NATPAC submits revised report to KIIFB on decongesting Vyttila
The Hindu
NATPAC submits detailed report to KIIFB outlining steps to decongest Vyttila, Kerala's biggest junction plagued by traffic chaos.
The National Transportation Planning and Research Centre (NATPAC) has submitted a detailed report to Kerala Infrastructure Investment Fund Board (KIIFB) outlining steps to decongest Vyttila - said to be the biggest junction in Kerala, where acute traffic congestion and chaos prevails even after commissioning a six-lane flyover in 2021.

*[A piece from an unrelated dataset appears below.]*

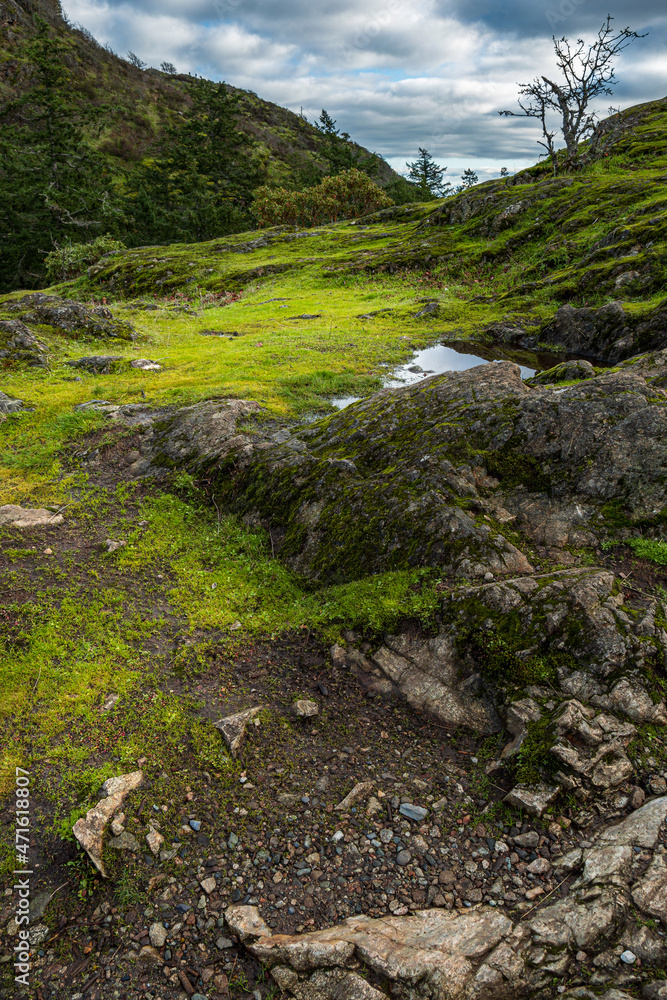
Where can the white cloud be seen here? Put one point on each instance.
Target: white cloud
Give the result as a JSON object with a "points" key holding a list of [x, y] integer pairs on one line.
{"points": [[396, 74]]}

The report is a revision of the one that had beenprepared in May 2023. The revision follows a recent decision to allocate land to KSRTC for a long-distance bus depot at Vyttila Mobility Hub, in return for Vyttila Mobility Hub (VMH) being given KSRTC-owned land at Karikkamury in the city to build an integrated bus terminal. The report also took into account the phase-two development of VMH, where commercial development has been envisaged as part of steps to mobilise revenue, said sources in NATPAC.

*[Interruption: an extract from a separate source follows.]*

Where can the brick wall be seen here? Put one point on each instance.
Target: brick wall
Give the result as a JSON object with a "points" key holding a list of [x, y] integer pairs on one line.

All this was in addition to a proposal to have U turns below flyovers that were planned on the northern and southern sides of Vyttila Junction. This would streamline movement of vehicles in the east-west direction, like in Palarivattom, they added.

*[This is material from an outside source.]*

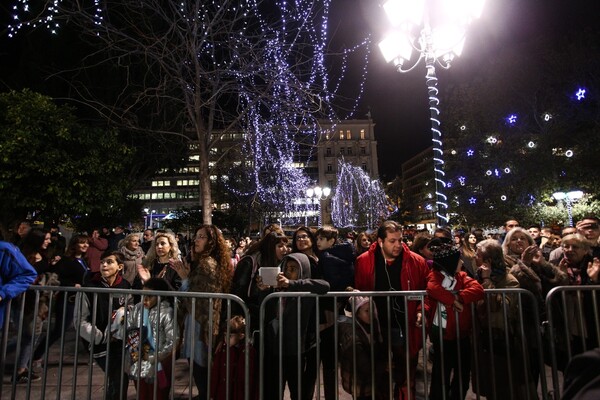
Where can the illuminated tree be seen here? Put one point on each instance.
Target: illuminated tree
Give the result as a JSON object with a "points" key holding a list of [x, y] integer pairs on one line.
{"points": [[359, 201], [193, 68]]}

Currently, movement of vehicles coming from the Palarivattom and Kundannur side towards S.A. Road and Thripunithura, as well as those from Palarivattom wanting to turn left towards Thripunithura and VMH are hindered. Experts, commuters, and NGOs had attributed this to shoddy planning by PWD (NH wing) that built the flyover.
The NATPAC, in its capacity as the design consultant for KIIFB, had in 2023 suggested the construction of a pair of flyovers parallel to the metro viaduct that crossed Vyttila Junction on the S.A. Road-Thripunithura corridr, in order to decongest the junction and half a dozen approach roads to it. Another option the agency suggested was a three-km-long, at-grade-cum-elevated corridor ALONG the backwaters on the Elamkulam-Champakkara stretch.
In the meantime, the PWD’s assurance in early 2021 to carry out widening and second-phase development works of the junction, in order to streamline flow of vehicles and to ensure safety of pedestrians, is yet to be fulfilled.